Should you choose a thermal or a lithium-ion battery?

By Kyoto Group, 13. Feb 2023

Six reasons to prefer one over the other and one factor determines the right technology for you. Find out which! 

Not If, but when you stop burning fossil fuels for industrial production, you will find batteries a necessity! Without it, your production would be ruled by the weather, as if factories were ships at sea. More importantly, energy storage is what enables electrified industries to buy energy at the lowest possible price point. Whenever demand is low or it’s blowing a gale through wind farms. The question is, which storage technology should you use? The answer: one that outputs energy in the form you most need it at the lowest possible investment and operational cost. So, which storage technology is that? Electric lithium-ion or thermal storage?

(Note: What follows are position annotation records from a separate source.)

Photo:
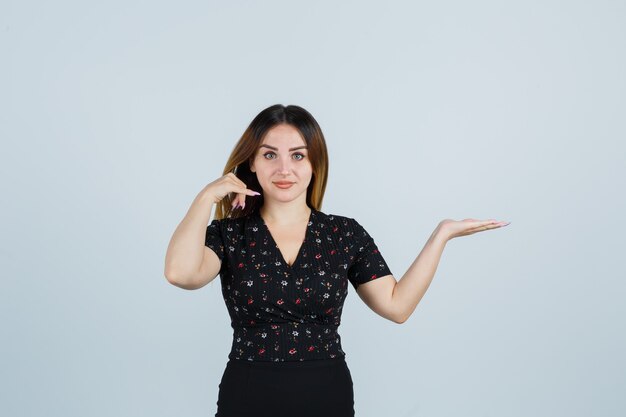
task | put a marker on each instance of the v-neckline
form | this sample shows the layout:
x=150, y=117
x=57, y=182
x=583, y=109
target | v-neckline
x=280, y=254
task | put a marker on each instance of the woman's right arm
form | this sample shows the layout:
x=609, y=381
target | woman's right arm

The word battery does not equal electricity

Most people think of batteries as stored electricity. However, in the world of renewable energy, a battery is any energy storage able to do the job of: 

  • Stabilizing energy from the wind and sun, converting it to a constant output. Making it, what the industry calls “firm”.

  • Balancing the grid by offsetting peak loads.

  • Letting the end user decide when to charge or discharge the energy. This is called “load shifting”.

Now, there are many technologies that can store energy in various forms. Two of those, Lithium-ion and thermal batteries, have overlapping functionality, but which should you choose?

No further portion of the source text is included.